One day I will actually post a web-live version of my family's genealogy, but this tidbit is amusing, since I work at a university.
There are a few black fraternities that claim members of my family as members, but when my mother still lived in Austin, she was afforded a certain reverence I hadn't really seen anyone give to her. In this time of the Trent Lott unpleasantness, I present:
My family's contribution
to African-American History
(Not to suggest that this is the only one, it's just the only one I'll be examining right now.)
My mother's family tree has some weird branching. Her great-grandfather had four daughters. Two of the daughters had children, the other two did not. The two daughters that had children gave them to their two childless sisters, who legally adopted them, and the birth mothers returned to Alabama (this was in the '50s, my mother's family is currently researching how, in that time, four black women managed to be property owners in Alabama). So my maternal birth great-grandmother is Susie McDonald, one of the co-plaintiffs in the lawsuit against the city of Montgomery (
Browder v. Gayle) that eventually desegregated the buses after the Rosa Parks arrest.
But that's not what I'm angling at.
The sister she gave her daughter, my grandmother, to, was a member of a racially mixed community in Ithaca, New York.

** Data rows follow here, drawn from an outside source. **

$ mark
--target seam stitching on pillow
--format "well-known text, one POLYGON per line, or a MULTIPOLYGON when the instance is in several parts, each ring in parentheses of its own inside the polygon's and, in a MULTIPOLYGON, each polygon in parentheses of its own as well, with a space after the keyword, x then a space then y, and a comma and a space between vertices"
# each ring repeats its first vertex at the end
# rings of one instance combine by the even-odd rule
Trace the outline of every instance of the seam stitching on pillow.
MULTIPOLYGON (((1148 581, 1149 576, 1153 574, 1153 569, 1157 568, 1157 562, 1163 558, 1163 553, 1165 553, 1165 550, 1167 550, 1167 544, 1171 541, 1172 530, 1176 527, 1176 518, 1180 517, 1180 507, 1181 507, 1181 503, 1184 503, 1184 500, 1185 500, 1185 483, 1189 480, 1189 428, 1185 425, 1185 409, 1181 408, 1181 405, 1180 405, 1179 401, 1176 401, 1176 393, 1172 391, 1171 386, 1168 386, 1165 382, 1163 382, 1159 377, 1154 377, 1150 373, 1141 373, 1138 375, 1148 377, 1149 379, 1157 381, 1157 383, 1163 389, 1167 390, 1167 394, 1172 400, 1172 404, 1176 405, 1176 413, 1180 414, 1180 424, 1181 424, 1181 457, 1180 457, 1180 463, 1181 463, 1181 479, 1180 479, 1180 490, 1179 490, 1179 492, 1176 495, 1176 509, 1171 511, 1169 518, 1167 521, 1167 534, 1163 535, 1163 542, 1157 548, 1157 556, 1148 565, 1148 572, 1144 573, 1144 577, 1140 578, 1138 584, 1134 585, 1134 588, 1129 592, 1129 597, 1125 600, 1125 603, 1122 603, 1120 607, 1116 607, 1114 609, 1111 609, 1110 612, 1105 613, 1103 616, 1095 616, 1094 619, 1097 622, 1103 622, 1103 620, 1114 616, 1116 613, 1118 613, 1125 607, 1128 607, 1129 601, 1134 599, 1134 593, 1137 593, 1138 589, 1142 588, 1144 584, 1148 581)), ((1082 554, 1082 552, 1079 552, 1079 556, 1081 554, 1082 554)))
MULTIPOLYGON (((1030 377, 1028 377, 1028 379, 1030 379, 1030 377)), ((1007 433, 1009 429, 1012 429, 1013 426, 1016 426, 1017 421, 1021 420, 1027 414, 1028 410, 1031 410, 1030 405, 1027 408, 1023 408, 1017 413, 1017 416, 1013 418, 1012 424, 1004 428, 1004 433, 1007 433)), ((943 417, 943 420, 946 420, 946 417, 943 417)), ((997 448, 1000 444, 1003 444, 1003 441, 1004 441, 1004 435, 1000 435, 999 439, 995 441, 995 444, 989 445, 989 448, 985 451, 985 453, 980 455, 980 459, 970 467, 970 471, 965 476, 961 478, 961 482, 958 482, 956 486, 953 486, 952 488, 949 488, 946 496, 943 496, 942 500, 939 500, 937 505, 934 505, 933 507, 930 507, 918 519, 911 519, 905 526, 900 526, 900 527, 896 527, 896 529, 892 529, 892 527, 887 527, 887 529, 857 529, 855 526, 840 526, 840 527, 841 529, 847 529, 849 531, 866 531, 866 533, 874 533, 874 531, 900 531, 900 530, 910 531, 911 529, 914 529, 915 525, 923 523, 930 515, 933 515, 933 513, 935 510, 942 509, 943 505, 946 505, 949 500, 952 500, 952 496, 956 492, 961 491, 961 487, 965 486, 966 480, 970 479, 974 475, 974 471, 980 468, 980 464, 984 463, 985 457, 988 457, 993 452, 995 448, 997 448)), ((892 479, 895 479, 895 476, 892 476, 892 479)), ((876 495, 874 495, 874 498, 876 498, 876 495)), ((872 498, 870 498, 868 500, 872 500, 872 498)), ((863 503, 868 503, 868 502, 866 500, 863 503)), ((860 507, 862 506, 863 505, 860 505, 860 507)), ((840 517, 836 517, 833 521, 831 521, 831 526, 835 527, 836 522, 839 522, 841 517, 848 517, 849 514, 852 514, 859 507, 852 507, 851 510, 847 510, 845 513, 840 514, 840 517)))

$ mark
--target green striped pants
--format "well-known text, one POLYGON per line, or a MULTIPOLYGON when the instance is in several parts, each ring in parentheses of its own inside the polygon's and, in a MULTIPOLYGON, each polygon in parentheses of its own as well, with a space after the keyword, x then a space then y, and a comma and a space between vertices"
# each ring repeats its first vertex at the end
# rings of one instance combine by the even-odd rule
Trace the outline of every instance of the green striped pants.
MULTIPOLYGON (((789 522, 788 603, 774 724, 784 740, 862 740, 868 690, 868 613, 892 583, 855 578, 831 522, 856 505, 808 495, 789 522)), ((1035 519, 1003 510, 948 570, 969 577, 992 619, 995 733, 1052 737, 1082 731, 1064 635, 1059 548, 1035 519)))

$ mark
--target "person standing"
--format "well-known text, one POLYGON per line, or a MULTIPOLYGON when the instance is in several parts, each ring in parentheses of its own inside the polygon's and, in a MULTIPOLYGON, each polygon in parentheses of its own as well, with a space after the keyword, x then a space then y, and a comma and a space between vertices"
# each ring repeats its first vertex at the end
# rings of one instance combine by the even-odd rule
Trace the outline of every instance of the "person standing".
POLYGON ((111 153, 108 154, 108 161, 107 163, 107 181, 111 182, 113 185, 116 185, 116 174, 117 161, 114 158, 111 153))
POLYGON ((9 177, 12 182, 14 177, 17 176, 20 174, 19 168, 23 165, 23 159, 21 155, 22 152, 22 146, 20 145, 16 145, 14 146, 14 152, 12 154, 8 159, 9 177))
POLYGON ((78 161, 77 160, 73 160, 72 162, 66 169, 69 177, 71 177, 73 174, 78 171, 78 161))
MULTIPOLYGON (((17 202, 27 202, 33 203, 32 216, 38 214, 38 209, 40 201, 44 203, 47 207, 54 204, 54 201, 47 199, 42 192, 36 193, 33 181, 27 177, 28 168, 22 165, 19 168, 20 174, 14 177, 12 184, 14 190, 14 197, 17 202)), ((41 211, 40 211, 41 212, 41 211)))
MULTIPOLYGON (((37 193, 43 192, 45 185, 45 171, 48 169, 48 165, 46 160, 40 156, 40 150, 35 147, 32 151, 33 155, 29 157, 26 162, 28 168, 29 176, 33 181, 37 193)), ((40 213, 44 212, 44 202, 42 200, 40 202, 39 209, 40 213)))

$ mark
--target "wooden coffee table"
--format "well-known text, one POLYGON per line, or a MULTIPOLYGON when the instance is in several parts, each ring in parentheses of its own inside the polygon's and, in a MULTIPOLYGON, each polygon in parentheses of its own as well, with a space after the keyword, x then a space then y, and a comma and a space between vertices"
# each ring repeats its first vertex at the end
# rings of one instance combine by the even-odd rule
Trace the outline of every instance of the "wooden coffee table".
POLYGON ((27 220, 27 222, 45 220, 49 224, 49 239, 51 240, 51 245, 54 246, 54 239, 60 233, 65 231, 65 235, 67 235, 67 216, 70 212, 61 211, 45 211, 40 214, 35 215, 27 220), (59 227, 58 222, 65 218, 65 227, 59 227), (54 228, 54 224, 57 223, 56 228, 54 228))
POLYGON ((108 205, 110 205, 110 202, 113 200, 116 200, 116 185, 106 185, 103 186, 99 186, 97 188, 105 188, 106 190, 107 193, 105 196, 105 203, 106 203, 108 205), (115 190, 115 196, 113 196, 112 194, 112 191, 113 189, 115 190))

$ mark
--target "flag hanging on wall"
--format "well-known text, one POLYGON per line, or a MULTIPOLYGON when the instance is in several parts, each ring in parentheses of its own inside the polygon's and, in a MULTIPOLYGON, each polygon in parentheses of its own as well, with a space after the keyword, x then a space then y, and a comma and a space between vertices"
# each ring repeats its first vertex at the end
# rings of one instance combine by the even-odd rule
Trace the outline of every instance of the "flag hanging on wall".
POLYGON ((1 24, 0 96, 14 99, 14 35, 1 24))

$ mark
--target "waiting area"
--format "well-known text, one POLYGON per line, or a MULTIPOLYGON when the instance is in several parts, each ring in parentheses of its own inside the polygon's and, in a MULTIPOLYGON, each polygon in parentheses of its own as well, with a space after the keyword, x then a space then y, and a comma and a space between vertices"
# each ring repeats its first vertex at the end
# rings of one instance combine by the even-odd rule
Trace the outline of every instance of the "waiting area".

My grandmother, then, went from a birth name of Helen Mary McDonald to Mary Kirkpatrick Singleton, a name chosen by her aunt and newly adoptive mother, Annie, and Annie's husband, Archie Singleton.
![](http://pics.livejournal.com/grandiva1968/pic/0003880w)
The significance of this, you wonder?
My adoptive great-grandmother and her husband owned the house at 411 East State Street, in which the first black Greek fraternity (meaning first ever),
Alpha Phi Alpha, was founded by seven black Cornell University students in 1906.
It's another event and even more people for Trent Lott not to realize the significance of.
Since Annie Singleton is considered one of the Mothers of Alpha, my mother, who is formally her granddaughter but biologically her grandniece, was regularly paid visits by members of the Alpha chapters at both universities where she worked.
I have a shirt for the fraternity I joined (Mu Phi Epsilon, a professional fraternity for musicians) but it's not done in purple and white, Mu Phi Epsilon's colors, rather in black and gold, Alpha Phi Alpha's colors; my big sister in my frat was accommodating an obsession I have with black clothing. When I'd walk across campus and pass Alphas, they'd do a double-take. I'm not sure my mother ever saw the humor in it.
Next up (whenever I feel the urge, or another politician high-kicks his foot into his mouth): my second cousin, jazz legend Coleman Hawkins.